Para siswa yang terdampak diketahui berasal dari SMP Negeri 1 Gembong dan MTs Negeri 3 Pati. Sejumlah keluhan yang dilaporkan antara lain mual, muntah, diare dan sakit perut. Beberapa siswa bahkan harus mendapatkan penanganan medis.
Kejadian tersebut sontak menjadi perhatian publik karena menyangkut program pemerintah yang secara langsung menyasar anak-anak sekolah.
BGN Beri Sanksi Suspend Berat
Merespons kejadian tersebut, BGN menjatuhkan status suspend berat terhadap SPPG Gembong 1.
Sanksi tersebut merupakan langkah tegas dalam rangka evaluasi terhadap pelaksanaan layanan penyediaan makanan MBG. Dengan status suspend, operasional SPPG dihentikan sementara sampai proses evaluasi dan pemenuhan standar yang ditetapkan dapat diselesaikan.
Langkah BGN ini sekaligus menunjukkan bahwa aspek keamanan pangan menjadi salah satu hal yang tidak dapat ditawar dalam pelaksanaan program MBG.
Mulai dari kualitas bahan baku, proses memasak, kebersihan dapur, penyimpanan makanan hingga distribusi harus memenuhi standar yang telah ditentukan.

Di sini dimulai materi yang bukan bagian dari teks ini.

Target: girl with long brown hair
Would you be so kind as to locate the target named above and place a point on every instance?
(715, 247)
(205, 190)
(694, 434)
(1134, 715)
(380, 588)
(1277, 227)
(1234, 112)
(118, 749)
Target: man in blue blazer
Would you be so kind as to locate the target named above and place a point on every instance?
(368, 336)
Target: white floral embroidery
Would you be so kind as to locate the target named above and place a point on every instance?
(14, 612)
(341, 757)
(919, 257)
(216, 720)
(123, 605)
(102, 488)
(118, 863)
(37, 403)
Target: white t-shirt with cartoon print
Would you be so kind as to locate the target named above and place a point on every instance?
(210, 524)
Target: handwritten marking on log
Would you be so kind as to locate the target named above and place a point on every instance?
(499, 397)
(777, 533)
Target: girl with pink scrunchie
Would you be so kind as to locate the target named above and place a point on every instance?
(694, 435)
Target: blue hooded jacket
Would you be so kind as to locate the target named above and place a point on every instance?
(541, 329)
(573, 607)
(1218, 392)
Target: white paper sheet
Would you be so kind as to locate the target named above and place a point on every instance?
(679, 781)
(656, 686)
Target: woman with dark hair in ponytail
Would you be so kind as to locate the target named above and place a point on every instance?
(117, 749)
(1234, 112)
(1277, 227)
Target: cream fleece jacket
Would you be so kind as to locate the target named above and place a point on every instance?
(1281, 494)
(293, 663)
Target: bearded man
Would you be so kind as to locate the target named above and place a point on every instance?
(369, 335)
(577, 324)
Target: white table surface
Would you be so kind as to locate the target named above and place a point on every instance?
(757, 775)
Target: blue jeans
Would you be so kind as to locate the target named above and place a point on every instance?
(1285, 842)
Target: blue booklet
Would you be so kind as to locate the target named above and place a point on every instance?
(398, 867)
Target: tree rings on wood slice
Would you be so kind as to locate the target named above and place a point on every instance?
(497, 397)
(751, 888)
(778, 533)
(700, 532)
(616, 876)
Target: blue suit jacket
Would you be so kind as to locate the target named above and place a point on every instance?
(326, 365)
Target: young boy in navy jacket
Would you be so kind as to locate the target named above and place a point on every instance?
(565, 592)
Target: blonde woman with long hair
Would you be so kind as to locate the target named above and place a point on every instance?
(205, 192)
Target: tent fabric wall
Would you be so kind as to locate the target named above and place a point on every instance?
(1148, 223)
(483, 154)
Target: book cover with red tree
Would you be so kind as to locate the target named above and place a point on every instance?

Penyebab Belum Bisa Disimpulkan
Meski ratusan siswa mengalami keluhan kesehatan setelah mengonsumsi makanan MBG, penyebab pasti kejadian tersebut masih menunggu hasil pemeriksaan dan investigasi pihak berwenang.
Dengan demikian, dugaan keracunan belum dapat dinyatakan sebagai kesimpulan akhir sebelum terdapat bukti medis maupun hasil uji laboratorium yang memastikan penyebabnya.
Pemerintah daerah dan instansi terkait diharapkan melakukan investigasi secara menyeluruh dan transparan. Tidak hanya memastikan kondisi para siswa, tetapi juga menelusuri seluruh rantai penyediaan makanan untuk mengetahui apakah terdapat persoalan dalam proses pengolahan maupun distribusi.
Jadi Evaluasi Serius Program MBG
Peristiwa di Gembong menjadi catatan penting dalam pelaksanaan program MBG. Tujuan meningkatkan gizi anak sekolah harus dibarengi dengan sistem pengawasan keamanan pangan yang ketat.
Publik kini menunggu hasil investigasi untuk menjawab sejumlah pertanyaan: Apa penyebab 269 siswa mengalami gangguan kesehatan? Bagaimana proses pengolahan makanan berlangsung? Dan apakah seluruh standar keamanan pangan telah dipenuhi?
Jawaban atas pertanyaan tersebut penting agar kejadian serupa tidak kembali terjadi dan kepercayaan masyarakat terhadap program MBG tetap terjaga.
KabarPublik.net akan terus memantau perkembangan kasus ini dan menyajikan informasi berdasarkan keterangan resmi serta hasil pemeriksaan pihak berwenang.